A pesquisa de pós-doutorado do psiquiatra e professor da Universidade Católica Dom Bosco de Campo Grande, Mato Grosso do Sul, José Carlos Souza, mostra que, dos 406 caminhoneiros entrevistados (200 de Portugal e 206 do Brasil), em média, 95% deles disseram que fazem uso de estimulantes. Ainda, 11% confirmaram já ter usado o rebite (anfetaminas).
"Falta fiscalização. O caminhão não pode circular à noite porque o pico de sonolência de uma pessoa ocorre entre as 22 horas e 3 horas da madrugada", explica Souza. No momento que o corpo não agüenta mais, descobre-se que uma carreta tombou em uma reta porque o motorista estava há dois dias sem dormir. "Se o caminhoneiro não tiver conscientização, nada vai mudar. Muitos dizem que vão até o Paraguai para comprar anfetaminas, porque lá o uso não é restrito", comenta Souza.
O psiquiatra analisou o comportamento dos caminhoneiros brasileiros e portugueses e percebeu que algumas medidas adotadas em Lisboa ajudam a minimizar os acidentes. "No Brasil, as estradas são monótonas nas laterais. Se olharmos nos cantos das rodovias, é sempre a mesma coisa. Isto causa sonolência. Em Lisboa, as rodovias são mais dinâmicas e ajudam o motorista a ficar desperto", comenta Souza. Além disso, os portugueses costumam dormir mais que os brasileiros, têm maior instrução escolar e ganham mais.
Na conclusão da pesquisa, Souza alerta para o perigo, que é tendência, de o caminhoneiros desenvolverem distúrbios do sono. "É polêmico. Mas já existe um projeto de lei que quer exigir o exame de polissonografia dos motoristas, para que eles tratem dos problemas que decorrem de uma noite mal dormida. Eles precisam estar conscientes de que é preciso parar quando se tem sono. Precisam saber dos seus limites", comenta o psiquiatra.

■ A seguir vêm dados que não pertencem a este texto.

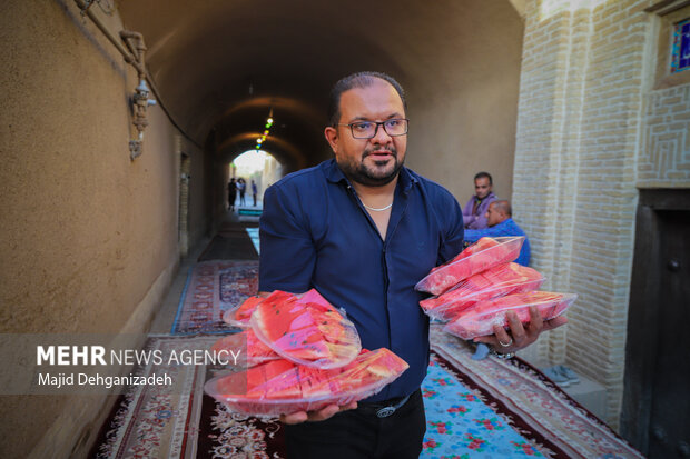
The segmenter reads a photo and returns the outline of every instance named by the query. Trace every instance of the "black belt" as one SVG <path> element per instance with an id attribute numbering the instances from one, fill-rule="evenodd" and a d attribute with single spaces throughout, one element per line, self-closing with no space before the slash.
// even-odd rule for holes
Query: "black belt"
<path id="1" fill-rule="evenodd" d="M 410 400 L 407 397 L 396 397 L 383 401 L 362 402 L 358 408 L 364 412 L 374 412 L 378 418 L 387 418 Z"/>

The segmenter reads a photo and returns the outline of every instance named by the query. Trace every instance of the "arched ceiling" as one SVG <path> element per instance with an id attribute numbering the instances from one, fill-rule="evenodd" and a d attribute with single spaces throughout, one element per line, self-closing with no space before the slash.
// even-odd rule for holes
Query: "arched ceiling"
<path id="1" fill-rule="evenodd" d="M 418 97 L 451 88 L 461 42 L 494 49 L 514 0 L 120 0 L 124 27 L 144 34 L 147 66 L 175 121 L 197 143 L 211 130 L 220 161 L 256 146 L 288 166 L 329 156 L 323 139 L 331 86 L 353 71 L 385 71 Z M 512 23 L 511 22 L 511 23 Z M 521 26 L 520 26 L 521 28 Z M 520 36 L 518 36 L 520 37 Z M 474 50 L 476 52 L 476 49 Z M 483 63 L 469 63 L 467 71 Z M 476 69 L 475 69 L 476 70 Z M 434 78 L 430 78 L 433 76 Z M 410 92 L 410 89 L 408 89 Z"/>

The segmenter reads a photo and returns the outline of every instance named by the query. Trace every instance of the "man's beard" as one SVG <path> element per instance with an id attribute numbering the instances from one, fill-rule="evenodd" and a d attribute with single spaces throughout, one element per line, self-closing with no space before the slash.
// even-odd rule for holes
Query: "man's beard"
<path id="1" fill-rule="evenodd" d="M 349 180 L 356 181 L 357 183 L 362 183 L 367 187 L 383 187 L 384 184 L 388 184 L 393 179 L 395 179 L 395 177 L 397 177 L 397 173 L 400 172 L 405 161 L 404 159 L 403 161 L 398 161 L 397 150 L 395 149 L 395 147 L 387 147 L 386 150 L 390 151 L 393 156 L 393 168 L 390 170 L 379 171 L 376 166 L 367 167 L 364 163 L 364 160 L 367 157 L 372 156 L 371 151 L 374 150 L 381 150 L 381 148 L 366 149 L 362 154 L 362 160 L 358 163 L 356 163 L 353 159 L 337 160 L 336 158 L 338 167 Z M 383 162 L 390 164 L 391 160 L 386 160 Z"/>

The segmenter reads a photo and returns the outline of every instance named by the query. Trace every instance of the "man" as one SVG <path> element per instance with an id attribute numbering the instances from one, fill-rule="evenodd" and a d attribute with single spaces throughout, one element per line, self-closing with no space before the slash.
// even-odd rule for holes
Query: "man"
<path id="1" fill-rule="evenodd" d="M 235 211 L 235 200 L 237 199 L 237 183 L 235 182 L 235 177 L 230 179 L 228 183 L 228 202 L 230 212 Z"/>
<path id="2" fill-rule="evenodd" d="M 283 416 L 289 458 L 417 458 L 422 450 L 428 319 L 414 286 L 461 251 L 463 224 L 448 191 L 403 167 L 405 116 L 403 89 L 391 77 L 345 77 L 332 90 L 325 128 L 335 159 L 292 173 L 264 194 L 262 295 L 315 288 L 346 310 L 364 348 L 386 347 L 410 365 L 359 403 Z M 513 315 L 512 338 L 496 327 L 482 340 L 514 351 L 565 322 L 542 323 L 536 310 L 532 318 L 525 329 Z"/>
<path id="3" fill-rule="evenodd" d="M 258 188 L 256 187 L 256 182 L 252 179 L 252 197 L 254 198 L 254 207 L 256 207 L 256 194 L 258 193 Z"/>
<path id="4" fill-rule="evenodd" d="M 513 209 L 511 208 L 511 203 L 505 200 L 496 200 L 493 201 L 489 209 L 486 210 L 486 223 L 489 228 L 479 229 L 479 230 L 466 230 L 465 231 L 465 242 L 476 242 L 480 238 L 485 236 L 497 238 L 501 236 L 524 236 L 524 242 L 522 243 L 522 249 L 520 250 L 520 256 L 515 260 L 516 263 L 522 266 L 530 265 L 530 241 L 528 240 L 526 235 L 513 221 Z"/>
<path id="5" fill-rule="evenodd" d="M 489 172 L 479 172 L 474 176 L 474 196 L 470 198 L 462 211 L 466 229 L 484 229 L 486 224 L 486 209 L 496 200 L 492 191 L 493 180 Z"/>

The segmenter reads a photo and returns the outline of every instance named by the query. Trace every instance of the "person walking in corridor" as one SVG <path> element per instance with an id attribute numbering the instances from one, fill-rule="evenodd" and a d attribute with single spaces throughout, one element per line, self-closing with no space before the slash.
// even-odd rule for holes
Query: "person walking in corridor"
<path id="1" fill-rule="evenodd" d="M 407 128 L 404 91 L 393 78 L 345 77 L 332 90 L 325 128 L 335 158 L 264 193 L 259 295 L 314 288 L 346 311 L 363 348 L 388 348 L 410 365 L 358 403 L 282 416 L 288 458 L 405 459 L 422 451 L 430 330 L 414 286 L 461 251 L 464 229 L 455 198 L 403 166 Z M 528 327 L 509 318 L 509 331 L 495 327 L 480 338 L 497 352 L 565 322 L 542 322 L 535 309 Z"/>
<path id="2" fill-rule="evenodd" d="M 486 224 L 486 209 L 496 200 L 492 191 L 493 180 L 489 172 L 479 172 L 474 176 L 474 194 L 462 211 L 463 221 L 467 229 L 484 229 Z"/>
<path id="3" fill-rule="evenodd" d="M 258 193 L 258 189 L 256 188 L 256 182 L 252 179 L 252 198 L 254 198 L 254 207 L 256 207 L 256 194 Z"/>
<path id="4" fill-rule="evenodd" d="M 235 181 L 235 177 L 230 179 L 228 183 L 228 208 L 230 212 L 235 211 L 235 200 L 237 199 L 237 182 Z"/>
<path id="5" fill-rule="evenodd" d="M 237 191 L 239 191 L 239 206 L 246 206 L 245 192 L 247 191 L 247 182 L 241 177 L 237 180 Z"/>

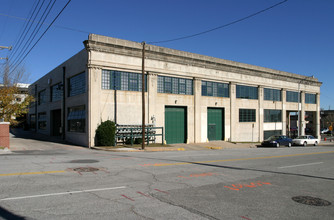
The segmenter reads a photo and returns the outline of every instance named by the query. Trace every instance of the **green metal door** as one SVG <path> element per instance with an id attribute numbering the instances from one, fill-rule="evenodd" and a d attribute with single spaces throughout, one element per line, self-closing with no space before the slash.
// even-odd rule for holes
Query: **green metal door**
<path id="1" fill-rule="evenodd" d="M 187 113 L 185 107 L 165 107 L 165 135 L 167 144 L 185 143 Z"/>
<path id="2" fill-rule="evenodd" d="M 224 140 L 223 108 L 208 108 L 208 139 Z"/>

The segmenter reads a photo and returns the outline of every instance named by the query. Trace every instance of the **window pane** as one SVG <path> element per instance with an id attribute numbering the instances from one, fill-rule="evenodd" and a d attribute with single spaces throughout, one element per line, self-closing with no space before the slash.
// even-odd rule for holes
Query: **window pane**
<path id="1" fill-rule="evenodd" d="M 287 102 L 299 102 L 298 92 L 286 91 Z"/>
<path id="2" fill-rule="evenodd" d="M 258 99 L 257 87 L 237 85 L 236 90 L 237 90 L 237 98 Z"/>
<path id="3" fill-rule="evenodd" d="M 264 100 L 282 101 L 281 90 L 264 88 Z"/>
<path id="4" fill-rule="evenodd" d="M 202 81 L 202 96 L 229 97 L 228 90 L 227 83 Z"/>
<path id="5" fill-rule="evenodd" d="M 256 122 L 256 110 L 239 109 L 239 122 Z"/>
<path id="6" fill-rule="evenodd" d="M 305 103 L 308 104 L 317 104 L 316 94 L 305 93 Z"/>
<path id="7" fill-rule="evenodd" d="M 73 76 L 69 79 L 69 96 L 75 96 L 86 92 L 85 72 Z"/>
<path id="8" fill-rule="evenodd" d="M 193 80 L 168 76 L 158 76 L 158 92 L 192 95 Z"/>
<path id="9" fill-rule="evenodd" d="M 51 102 L 61 100 L 63 96 L 62 84 L 58 83 L 51 87 Z"/>
<path id="10" fill-rule="evenodd" d="M 68 108 L 67 124 L 70 132 L 85 132 L 86 111 L 84 105 Z"/>
<path id="11" fill-rule="evenodd" d="M 264 109 L 264 122 L 282 122 L 282 110 Z"/>

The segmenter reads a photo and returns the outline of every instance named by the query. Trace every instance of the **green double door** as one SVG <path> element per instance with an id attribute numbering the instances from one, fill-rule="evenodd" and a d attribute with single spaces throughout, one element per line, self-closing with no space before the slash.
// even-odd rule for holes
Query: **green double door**
<path id="1" fill-rule="evenodd" d="M 165 107 L 165 138 L 167 144 L 185 143 L 187 140 L 187 108 Z"/>
<path id="2" fill-rule="evenodd" d="M 208 108 L 208 139 L 224 140 L 224 109 Z"/>

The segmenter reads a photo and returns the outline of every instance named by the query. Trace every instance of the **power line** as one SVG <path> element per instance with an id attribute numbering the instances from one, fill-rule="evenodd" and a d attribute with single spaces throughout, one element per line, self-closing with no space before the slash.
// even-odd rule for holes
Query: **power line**
<path id="1" fill-rule="evenodd" d="M 173 39 L 170 39 L 170 40 L 154 41 L 154 42 L 148 42 L 148 43 L 149 43 L 149 44 L 167 43 L 167 42 L 172 42 L 172 41 L 177 41 L 177 40 L 184 40 L 184 39 L 187 39 L 187 38 L 191 38 L 191 37 L 195 37 L 195 36 L 198 36 L 198 35 L 206 34 L 206 33 L 209 33 L 209 32 L 212 32 L 212 31 L 221 29 L 221 28 L 225 28 L 225 27 L 227 27 L 227 26 L 230 26 L 230 25 L 233 25 L 233 24 L 236 24 L 236 23 L 239 23 L 239 22 L 244 21 L 244 20 L 246 20 L 246 19 L 248 19 L 248 18 L 254 17 L 254 16 L 256 16 L 256 15 L 258 15 L 258 14 L 261 14 L 261 13 L 263 13 L 263 12 L 265 12 L 265 11 L 268 11 L 268 10 L 274 8 L 274 7 L 277 7 L 277 6 L 283 4 L 283 3 L 287 2 L 287 1 L 288 1 L 288 0 L 281 1 L 281 2 L 279 2 L 279 3 L 277 3 L 277 4 L 275 4 L 275 5 L 272 5 L 272 6 L 268 7 L 268 8 L 262 9 L 262 10 L 260 10 L 260 11 L 258 11 L 258 12 L 255 12 L 255 13 L 253 13 L 253 14 L 250 14 L 250 15 L 248 15 L 248 16 L 246 16 L 246 17 L 240 18 L 240 19 L 238 19 L 238 20 L 232 21 L 232 22 L 230 22 L 230 23 L 227 23 L 227 24 L 224 24 L 224 25 L 221 25 L 221 26 L 218 26 L 218 27 L 215 27 L 215 28 L 206 30 L 206 31 L 202 31 L 202 32 L 199 32 L 199 33 L 196 33 L 196 34 L 187 35 L 187 36 L 184 36 L 184 37 L 173 38 Z"/>
<path id="2" fill-rule="evenodd" d="M 31 43 L 33 42 L 33 40 L 35 39 L 36 35 L 38 34 L 39 30 L 42 27 L 42 23 L 46 20 L 46 18 L 49 16 L 51 9 L 53 8 L 54 4 L 56 3 L 56 0 L 53 0 L 52 5 L 51 4 L 51 0 L 49 1 L 49 4 L 47 5 L 46 9 L 44 10 L 42 16 L 39 19 L 39 22 L 37 23 L 37 25 L 35 26 L 34 30 L 32 31 L 32 33 L 30 34 L 28 40 L 26 41 L 26 43 L 24 44 L 24 46 L 21 49 L 20 54 L 16 57 L 16 59 L 14 61 L 12 61 L 11 66 L 15 66 L 15 64 L 20 60 L 20 58 L 23 56 L 23 54 L 27 51 L 27 49 L 29 48 L 29 46 L 31 45 Z M 47 11 L 48 10 L 48 11 Z M 46 14 L 45 14 L 46 13 Z M 44 18 L 43 18 L 44 17 Z M 43 19 L 43 21 L 42 21 Z"/>
<path id="3" fill-rule="evenodd" d="M 18 20 L 23 20 L 23 21 L 28 21 L 28 22 L 36 22 L 36 23 L 38 23 L 35 20 L 29 20 L 27 18 L 17 17 L 17 16 L 3 14 L 3 13 L 0 13 L 0 16 L 9 17 L 9 18 L 15 18 L 15 19 L 18 19 Z M 44 22 L 42 24 L 49 25 L 49 23 L 44 23 Z M 90 34 L 91 33 L 89 31 L 80 30 L 80 29 L 77 29 L 77 28 L 66 27 L 66 26 L 62 26 L 62 25 L 53 25 L 53 27 L 62 28 L 62 29 L 66 29 L 66 30 L 70 30 L 70 31 L 75 31 L 75 32 L 80 32 L 80 33 L 84 33 L 84 34 Z"/>
<path id="4" fill-rule="evenodd" d="M 34 16 L 35 11 L 36 11 L 36 9 L 38 8 L 39 3 L 40 3 L 40 0 L 38 0 L 37 4 L 35 5 L 35 8 L 34 8 L 33 12 L 31 13 L 29 20 L 32 19 L 32 17 Z M 42 5 L 43 5 L 43 3 L 42 3 Z M 40 10 L 40 9 L 41 9 L 41 8 L 39 8 L 39 10 Z M 37 14 L 38 14 L 38 13 L 39 13 L 39 11 L 37 12 Z M 37 16 L 37 14 L 35 15 L 35 17 Z M 25 27 L 24 27 L 24 30 L 22 31 L 22 33 L 21 33 L 21 35 L 20 35 L 18 41 L 14 44 L 14 50 L 13 50 L 13 52 L 10 54 L 11 57 L 13 57 L 13 56 L 16 54 L 16 52 L 19 50 L 19 48 L 21 47 L 21 45 L 22 45 L 22 43 L 23 43 L 25 37 L 27 36 L 28 32 L 30 31 L 31 25 L 32 25 L 32 24 L 30 24 L 30 26 L 29 26 L 29 22 L 26 22 Z M 28 26 L 29 26 L 29 28 L 28 28 Z M 27 28 L 28 28 L 28 30 L 27 30 Z M 23 37 L 23 38 L 22 38 L 22 37 Z"/>
<path id="5" fill-rule="evenodd" d="M 52 24 L 58 19 L 58 17 L 61 15 L 61 13 L 65 10 L 65 8 L 70 4 L 72 0 L 69 0 L 66 5 L 62 8 L 62 10 L 58 13 L 58 15 L 53 19 L 53 21 L 49 24 L 49 26 L 46 28 L 46 30 L 43 32 L 43 34 L 38 38 L 38 40 L 35 42 L 35 44 L 30 48 L 30 50 L 24 55 L 24 57 L 21 59 L 21 61 L 11 70 L 11 73 L 15 71 L 15 69 L 22 63 L 22 61 L 28 56 L 28 54 L 34 49 L 34 47 L 37 45 L 37 43 L 42 39 L 42 37 L 46 34 L 46 32 L 50 29 Z"/>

O presidente do Sindicato dos Caminhoneiros Autônomos do Paraná (Sindcam), Dilmar Bueno, afirma que deveria haver uma fiscalização maior nas estradas. O problema é que ainda nenhuma lei foi aprovada para assegurar a autuação, em casos de infrações.
"Existem projetos de lei para regulamentar o tempo de trabalho. Com o sistema de tacógrafo (aparelho que registra o tempo que o motorista está dirigindo e a velocidade) seria possível impedir os motoristas de fazer hora extra e trabalhar além da conta. Falta a lei ser aprovada para que se regule quanto seria este tempo. Defendemos que, no mínimo, os motoristas devem ter oito horas de descanso ininterrupto", afirma.